More robust solution is rather less efective but always accurate to determine gimbal event.

C=normalize( viewdirection cross upvector)

D=normalize ( C cross viewdirection)

then if dot(D,upvector) is negative (or positive) view direction has crossed the up vector

Thanks, but using the dot product seems more like a workaround than an actual solution.

I'd like to be able to accurately limit it to 90 degrees, as in, it shouldn't just stop somewhere before the limit depending on the step/request size.

Surely that must be possible somehow?

I'd like to be able to accurately limit it to 90 degrees, as in, it shouldn't just stop somewhere before the limit depending on the step/request size.

You cannot be looking 90 degrees exactly up. You end up with 0 vector as the cross product, what screws your situtaion just as if they crossed.

Limiting rotation is more up to your setup and design (would you limit a 361 rotation request that results in previous cross product still and so on).

Second method will tell you for sure whaether new vectors earns reverse cross product or not, whaether it is for limitng, refusing, or for "correcting" cross product of view matrix upon it.


you wish to avoid gimbal lock.

You don't get gimbal lock when using quaternions. That's the primary reason anyone uses them. He could potentially introduce gimbal lock by converting from quaternions to euler angles, but as he's only doing this in an attempt to accomplish his clamp... there's no reason for him to introduce it to solve gimbal issues that couldn't exist if he wasn't doing it. I suspect he's more likely building a game where being able to spin the camera farther than 90 degrees would break the illusion. For instance, a first person <x>.


You cannot be looking 90 degrees exactly up. You end up with 0 vector as the cross product, what screws your situtaion just as if they crossed.

This is true in a mathematical sense, but not in a practical sense. "Up" is completely arbitrary, and in scenarios where you are looking straight up you can easily change your view matrix to simply run against a different Up vector (like [1,0,0] for instance).
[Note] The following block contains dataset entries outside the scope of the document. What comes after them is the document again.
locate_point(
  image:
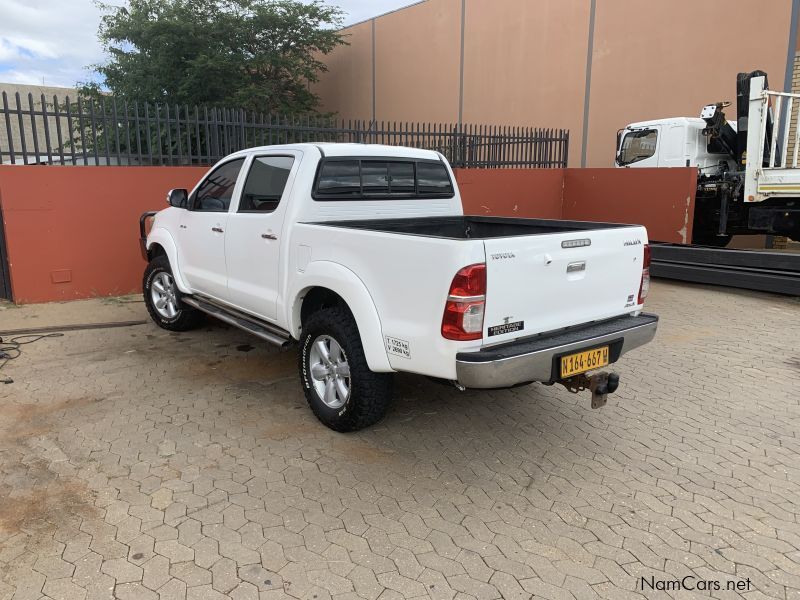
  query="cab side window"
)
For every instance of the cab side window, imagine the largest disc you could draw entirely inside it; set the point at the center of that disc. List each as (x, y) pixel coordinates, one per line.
(265, 183)
(216, 191)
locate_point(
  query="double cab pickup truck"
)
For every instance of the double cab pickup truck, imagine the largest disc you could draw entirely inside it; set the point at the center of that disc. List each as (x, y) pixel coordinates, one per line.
(362, 256)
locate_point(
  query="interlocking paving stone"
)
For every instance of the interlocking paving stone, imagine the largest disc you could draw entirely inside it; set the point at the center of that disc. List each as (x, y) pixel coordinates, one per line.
(138, 463)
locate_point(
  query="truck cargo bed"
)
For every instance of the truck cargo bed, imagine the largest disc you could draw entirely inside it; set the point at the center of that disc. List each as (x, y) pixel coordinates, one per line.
(472, 227)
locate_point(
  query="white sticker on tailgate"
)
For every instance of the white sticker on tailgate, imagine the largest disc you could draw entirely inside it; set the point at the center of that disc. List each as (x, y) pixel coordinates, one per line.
(398, 347)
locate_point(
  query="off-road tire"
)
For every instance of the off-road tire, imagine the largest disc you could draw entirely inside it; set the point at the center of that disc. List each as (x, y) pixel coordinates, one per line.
(186, 318)
(370, 393)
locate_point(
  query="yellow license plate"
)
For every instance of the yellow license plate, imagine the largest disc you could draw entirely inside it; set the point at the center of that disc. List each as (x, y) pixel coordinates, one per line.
(575, 364)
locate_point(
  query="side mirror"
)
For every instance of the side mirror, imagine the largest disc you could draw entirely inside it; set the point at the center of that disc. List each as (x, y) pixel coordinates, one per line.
(179, 198)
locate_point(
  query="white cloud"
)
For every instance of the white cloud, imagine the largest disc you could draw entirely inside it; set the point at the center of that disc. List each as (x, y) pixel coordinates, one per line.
(55, 40)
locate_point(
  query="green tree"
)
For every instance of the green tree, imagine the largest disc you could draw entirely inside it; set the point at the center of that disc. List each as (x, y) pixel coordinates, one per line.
(259, 55)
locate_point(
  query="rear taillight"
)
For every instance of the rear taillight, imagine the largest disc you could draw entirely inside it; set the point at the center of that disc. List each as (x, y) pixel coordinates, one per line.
(463, 313)
(644, 288)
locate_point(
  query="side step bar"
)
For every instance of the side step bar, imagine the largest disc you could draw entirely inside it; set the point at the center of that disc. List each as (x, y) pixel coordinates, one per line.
(266, 331)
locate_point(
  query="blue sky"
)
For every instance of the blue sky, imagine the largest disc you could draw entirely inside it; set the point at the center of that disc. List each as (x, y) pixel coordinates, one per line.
(51, 41)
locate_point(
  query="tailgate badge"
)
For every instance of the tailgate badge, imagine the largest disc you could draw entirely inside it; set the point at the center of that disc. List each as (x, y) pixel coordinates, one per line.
(576, 267)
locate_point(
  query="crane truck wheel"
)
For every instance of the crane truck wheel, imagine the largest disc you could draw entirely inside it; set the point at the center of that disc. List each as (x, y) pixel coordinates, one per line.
(714, 240)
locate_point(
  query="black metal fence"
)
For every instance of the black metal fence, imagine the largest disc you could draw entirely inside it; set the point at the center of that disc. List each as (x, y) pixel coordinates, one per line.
(111, 132)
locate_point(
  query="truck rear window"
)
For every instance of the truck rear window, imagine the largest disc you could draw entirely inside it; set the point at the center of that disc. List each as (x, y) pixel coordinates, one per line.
(376, 179)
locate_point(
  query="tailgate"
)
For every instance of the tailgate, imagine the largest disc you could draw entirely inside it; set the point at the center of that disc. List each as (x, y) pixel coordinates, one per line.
(541, 283)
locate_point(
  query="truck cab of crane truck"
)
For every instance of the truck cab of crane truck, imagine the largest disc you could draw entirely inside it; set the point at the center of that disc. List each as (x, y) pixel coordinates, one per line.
(671, 142)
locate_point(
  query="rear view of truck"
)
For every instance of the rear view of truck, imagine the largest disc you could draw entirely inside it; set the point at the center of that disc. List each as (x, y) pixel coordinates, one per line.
(530, 301)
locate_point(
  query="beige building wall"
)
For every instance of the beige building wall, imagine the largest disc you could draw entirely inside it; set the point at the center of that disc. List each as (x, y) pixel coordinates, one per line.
(525, 63)
(666, 59)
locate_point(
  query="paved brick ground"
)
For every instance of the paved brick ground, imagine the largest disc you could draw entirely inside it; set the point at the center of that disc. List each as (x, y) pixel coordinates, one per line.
(139, 464)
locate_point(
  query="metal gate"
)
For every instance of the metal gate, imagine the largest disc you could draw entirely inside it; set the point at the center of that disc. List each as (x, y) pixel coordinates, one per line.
(5, 279)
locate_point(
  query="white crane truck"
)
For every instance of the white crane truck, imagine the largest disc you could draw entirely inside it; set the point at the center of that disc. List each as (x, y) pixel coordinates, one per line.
(748, 181)
(363, 255)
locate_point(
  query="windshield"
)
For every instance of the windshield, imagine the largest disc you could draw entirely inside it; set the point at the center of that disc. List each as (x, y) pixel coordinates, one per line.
(637, 145)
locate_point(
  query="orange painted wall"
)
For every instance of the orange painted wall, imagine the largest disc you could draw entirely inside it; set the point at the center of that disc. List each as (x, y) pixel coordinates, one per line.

Pick an appropriate up vector such that the handedness of your system is maintained, and there will be no visible implications. When you're not looking up anymore... change it back. Most modern engines will handle this for you automatically.


I'd like to be able to accurately limit it to 90 degrees, as in, it shouldn't just stop somewhere before the limit depending on the step/request size.

The simplest answer would be to avoid using the quaternion as your starting point. Save off your camera's roll, pitch, and yaw separately... then update those values instead of the values returned by your camera. Apply your pitch clamp at that point, convert the resulting eulers to a quaternion and send that to your camera. Note that in this scenario you can introduce the gimbal lock Johnny Code was concerned about. If roll is not a valid input, using YZX as your rotation order will solve gimbal issues automatically.

You don't get gimbal lock when using quaternions. That's the primary reason anyone uses them. He could potentially introduce gimbal lock by converting from quaternions to euler angles, but as he's only doing this in an attempt to accomplish his clamp... there's no reason for him to introduce it to solve gimbal issues that couldn't exist if he wasn't doing it.

Once one is building view matrix from up and direction vector, he has to consider paralelism or moment of up and direction vectors since their cross product is vital for view matrix. We can pointlessly speak as to what information (quaternion, angle coordinates) are interpreted to finaly build the view matrix.

Pick an appropriate up vector such that the handedness of your system is maintained, and there will be no visible implications. When you're not looking up anymore... change it back. Most modern engines will handle this for you automatically.

And this does not defy existence of gimbal lock event - it corrects it. I do not see any miracle conditions of not having to do that thanks to "using quaternions". I would repeat myself at this point

Second method will tell you for sure whaether new vectors earns reverse cross product or not, whaether it is for limitng, refusing, or for "correcting" cross product of view matrix upon it.